Narex Ltd. is using mathematical modeling technology for a new purpose: to rate the agencies that collect on bad loans.
Though Narex, a three-year-old company in Lakewood, Colo., is not alone in applying data models to delinquent and written-off loan accounts, it claims to be the only one rating debt collectors at a time when lenders are frustrated at the rising tide of arrears.
"We found that people were faced with increasing delinquencies, declining recoveries, and a pressure to reduce collections costs," said Bernhard Nann, president of Narex.
The American Collectors Association reported that recovery rates declined to 16.7% in 1996, the latest figure available, from 22% in 1995.
Narex aims to pinpoint collectors' weaknesses and strengths. One agency, for example, "may be good at collecting loans under $500 from people who have low incomes and live in the greater Chicago area," said Mr. Nann.
The same agency, he said, might have performed poorly on credit card debt over $1,000 from higher-income people in the Los Angeles area.
With Narex's findings, Mr. Nann said, a lender can place its receivables with the agencies best-suited to the given task.

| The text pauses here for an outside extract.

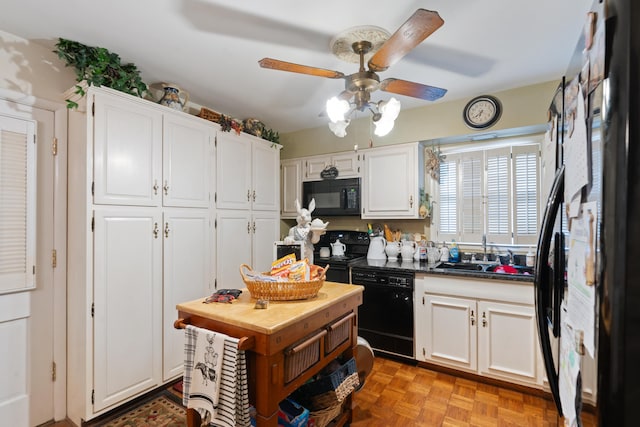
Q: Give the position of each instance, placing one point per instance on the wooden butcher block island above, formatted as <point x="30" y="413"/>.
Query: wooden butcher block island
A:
<point x="287" y="343"/>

Typically, lenders randomly distribute receivables among client agencies. Those that do best will tend to get more of a lender's business over time.
Narex contends collection agency performance changes because of staff turnover and other factors.

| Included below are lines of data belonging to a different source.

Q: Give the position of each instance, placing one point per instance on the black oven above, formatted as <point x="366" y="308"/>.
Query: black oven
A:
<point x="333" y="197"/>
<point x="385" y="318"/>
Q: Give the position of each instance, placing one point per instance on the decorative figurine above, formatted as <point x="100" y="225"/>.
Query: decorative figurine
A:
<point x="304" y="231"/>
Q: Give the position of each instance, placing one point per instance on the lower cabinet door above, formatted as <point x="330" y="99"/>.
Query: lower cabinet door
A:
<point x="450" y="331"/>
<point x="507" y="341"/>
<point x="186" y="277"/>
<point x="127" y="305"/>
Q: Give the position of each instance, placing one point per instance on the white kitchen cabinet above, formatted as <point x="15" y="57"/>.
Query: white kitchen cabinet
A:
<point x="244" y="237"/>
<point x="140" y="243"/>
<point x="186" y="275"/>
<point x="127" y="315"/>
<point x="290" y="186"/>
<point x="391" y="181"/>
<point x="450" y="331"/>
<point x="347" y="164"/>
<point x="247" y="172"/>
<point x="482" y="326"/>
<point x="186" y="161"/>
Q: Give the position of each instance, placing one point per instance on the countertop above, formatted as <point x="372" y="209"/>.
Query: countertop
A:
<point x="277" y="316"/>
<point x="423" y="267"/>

"Our models constantly refresh themselves," said Mr. Nann, a former executive at Experian. Narex continually monitors the behavior of consumers and collectors, and folds new patterns into its ratings, which are updated monthly.
Narex sells its agency evaluation service to lenders, and a similar one to collection agencies, to help them improve and monitor their performance.
Narex also provides other ratings to lenders. The company calculates the likelihood of successful collections, the expected recovery amount, and the expected profitability of an individual account.
Other companies offer similar systems, including the leader in credit- scoring systems, Fair, Isaac & Co. But Narex says few companies produce models for charged-off accounts that have gone through the collections process and are typically written off after 180 days.
According to a study by M. Kaulkin & Associates Inc. in Bethesda, Md., the likelihood of recovery is 58% when an account is 30 days delinquent, but only 16% when it is 180 days past due.
Narex produced its first models last year, and they are in pilots with several companies. One is American General Finance of Evansville, Ind., which had not been using models for charged-off accounts until it began working with Narex six months ago.
The ratings determine the strategy a collector might use. For example, a collector using several kinds of dunning letters can learn from Narex which type of letter is effective with which kind of debtor.
"Our models take into account the collection process that is in place, not just the consumer's characteristics," said Mr. Nann.